Con el oro olímpico colgado en los cuellos uruguayos, la selección de Alberto Supicci, que tenia en sus filas a grandes jugadores como José Nasazzi , Pedro Petrone y Héctor Scarone, comenzó a entrenar en vistas al debut copero ante Perú. El día llegó, y miles de uruguayos se agolparon en el mítico Estadio Centenario para ser testigos del primer partido en la historia de los mundiales para la selección uruguaya, el cual venia con el plus de ser el primer partido a disputarse en aquel estadio. El resultado fue 1-0 a favor dele quipo «Charrúa», y como no podía ser de otra manera, el gol lo marcó Héctor Castro. Luego, tras golear 4-0 a Bélgica, Uruguay se enfrentó a Yugoslavia en semifinales, y el resultado fue un aplastante 6-1. En la final, esperaba Argentina.
El 30 de Junio, más de 70.000 personas concurrieron al Centenario para ser testigos de un partido histórico.

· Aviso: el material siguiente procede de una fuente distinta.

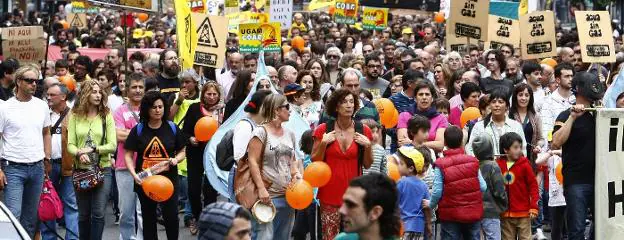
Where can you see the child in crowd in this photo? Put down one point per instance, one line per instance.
(379, 153)
(521, 187)
(412, 192)
(443, 106)
(307, 220)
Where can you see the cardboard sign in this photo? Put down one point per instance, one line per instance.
(469, 18)
(256, 36)
(346, 11)
(425, 5)
(537, 31)
(595, 36)
(211, 37)
(503, 31)
(78, 20)
(281, 11)
(375, 18)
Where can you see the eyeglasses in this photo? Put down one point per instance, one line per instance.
(29, 80)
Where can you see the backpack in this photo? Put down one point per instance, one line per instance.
(225, 149)
(359, 128)
(50, 205)
(171, 125)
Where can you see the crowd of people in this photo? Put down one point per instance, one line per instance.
(490, 178)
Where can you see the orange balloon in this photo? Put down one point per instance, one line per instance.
(317, 174)
(299, 195)
(393, 171)
(469, 114)
(298, 43)
(158, 188)
(559, 173)
(439, 17)
(386, 110)
(205, 128)
(143, 17)
(69, 82)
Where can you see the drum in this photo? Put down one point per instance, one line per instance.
(263, 213)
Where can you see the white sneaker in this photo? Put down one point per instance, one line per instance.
(539, 235)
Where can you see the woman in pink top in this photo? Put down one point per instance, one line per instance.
(425, 93)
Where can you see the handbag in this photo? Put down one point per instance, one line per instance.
(86, 179)
(245, 190)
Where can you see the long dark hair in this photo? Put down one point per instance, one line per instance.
(148, 102)
(514, 99)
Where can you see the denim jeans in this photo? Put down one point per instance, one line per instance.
(91, 208)
(282, 224)
(65, 190)
(491, 228)
(579, 197)
(128, 205)
(455, 230)
(22, 192)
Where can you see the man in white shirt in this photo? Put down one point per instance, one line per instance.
(25, 127)
(560, 99)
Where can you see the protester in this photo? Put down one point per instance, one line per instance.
(92, 139)
(155, 132)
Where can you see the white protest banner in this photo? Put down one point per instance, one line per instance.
(26, 44)
(595, 36)
(281, 11)
(211, 37)
(609, 191)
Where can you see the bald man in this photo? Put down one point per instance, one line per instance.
(566, 55)
(226, 79)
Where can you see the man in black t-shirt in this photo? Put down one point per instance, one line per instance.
(575, 133)
(168, 78)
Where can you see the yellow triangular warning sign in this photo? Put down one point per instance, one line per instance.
(206, 36)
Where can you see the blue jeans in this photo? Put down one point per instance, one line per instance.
(65, 189)
(184, 199)
(282, 224)
(491, 228)
(455, 230)
(579, 197)
(22, 192)
(128, 205)
(91, 208)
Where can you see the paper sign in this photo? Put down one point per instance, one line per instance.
(346, 11)
(469, 18)
(595, 36)
(281, 11)
(256, 36)
(211, 37)
(503, 31)
(537, 34)
(78, 20)
(375, 18)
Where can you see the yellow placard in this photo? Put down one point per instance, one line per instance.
(595, 36)
(469, 18)
(374, 18)
(346, 11)
(537, 34)
(503, 31)
(254, 37)
(211, 38)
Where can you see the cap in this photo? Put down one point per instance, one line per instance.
(482, 147)
(292, 88)
(407, 30)
(415, 156)
(588, 85)
(216, 220)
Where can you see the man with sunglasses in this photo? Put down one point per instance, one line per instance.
(25, 128)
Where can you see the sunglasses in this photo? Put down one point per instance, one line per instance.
(29, 80)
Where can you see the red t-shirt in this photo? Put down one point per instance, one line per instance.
(343, 166)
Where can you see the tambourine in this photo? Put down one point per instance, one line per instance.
(263, 213)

Ballesteros; Nasazzi, Mascheroni; Andrade, Fernández, Gestido; Dorado, Scarone, Castro, Cea y Santos Iriarte por un lado. Botasso; Della Torre, Paternoster; Evaristo, Monti, Suarez; Peucelle, Varallo, Stábile, Ferreira y Evaristo, comandados técnicamente por la dupla Olazar-Tramutola por el lado argentino. El pitido inicial dio comienzo a un encuentro entretenido, en el que ambos equipos buscaban constantemente el gol. Tal es así, que hubo 6 tantos: Uruguay 4-2 Argentina. Lo increíble: el último gol del partido fue convertido por «El divino manco», que ya no trabajaba en una fábrica, sino que hacía vibrar a un país entero con sus goles.

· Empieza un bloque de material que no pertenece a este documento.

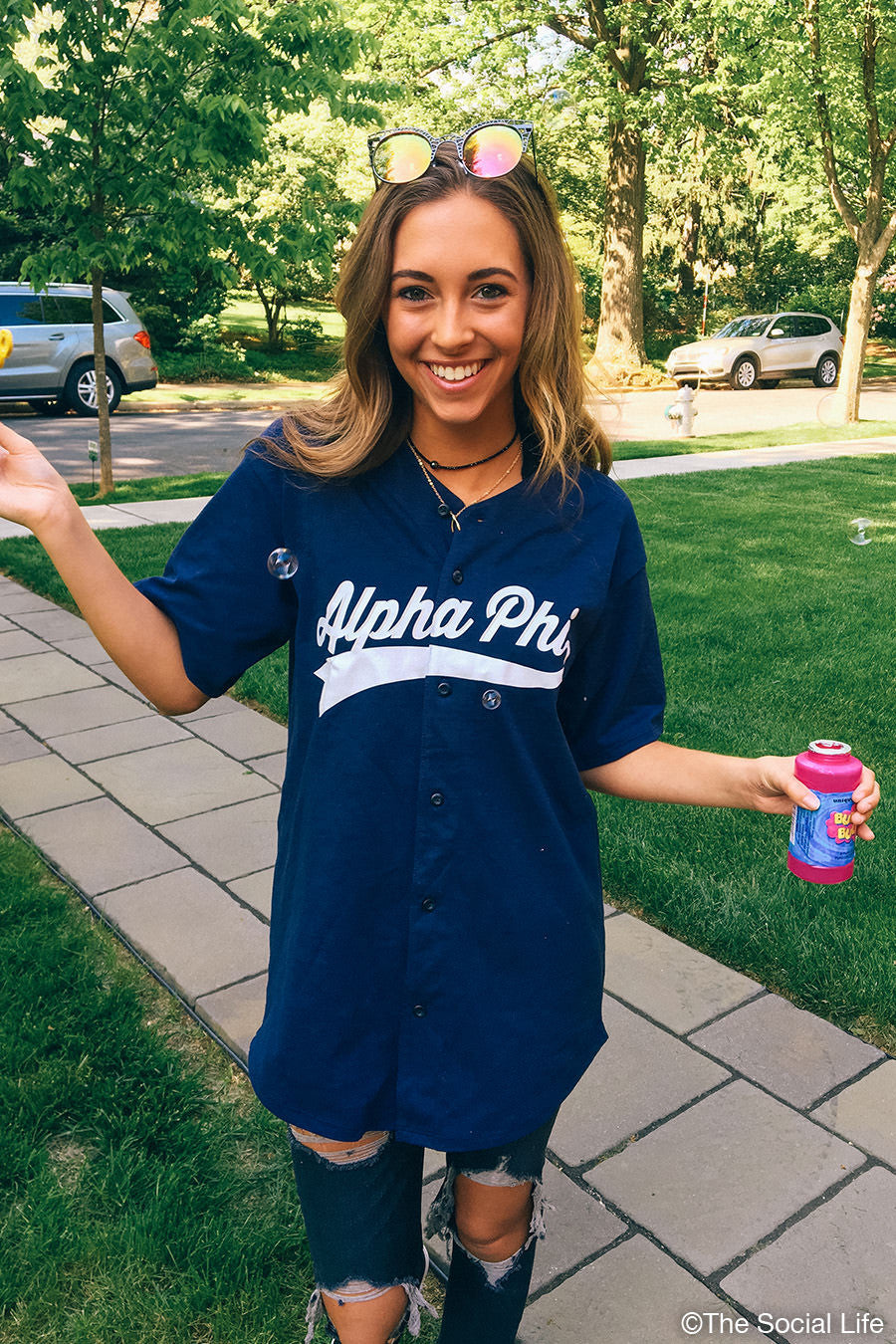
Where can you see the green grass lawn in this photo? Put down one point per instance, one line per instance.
(808, 433)
(145, 1197)
(776, 630)
(247, 315)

Dos años después de conseguir su máximo logro se unió a las filas de Estudiantes de La Plata, aquel famoso equipo de “Los profesores”. En “el pincha” jugó solo una temporada, para después volver a su querido Nacional. Con 2 ligas más sobre sus hombros, dio por terminada su carrera como futbolista en 1936, e inmediatamente se hizo cargo del puesto de entrenador. En total, cosechó 5 trofeos bajo el cargo de DT. Falleció en 1960 producto de un infarto, pero antes de irse, ya se había dado otro lujo: un año antes, tuvo el honor de asumir como entrenador de la Selección Nacional de Uruguay. Aunque fueron pocos los partidos que pudo ver desde el banco, Héctor Castro vivirá en la historia del fútbol como un ejemplo de superación. Porque con esfuerzo y sacrificio, todos pueden cumplir sus sueños. «El divino manco» luchó por los suyos. Y los alcanzó.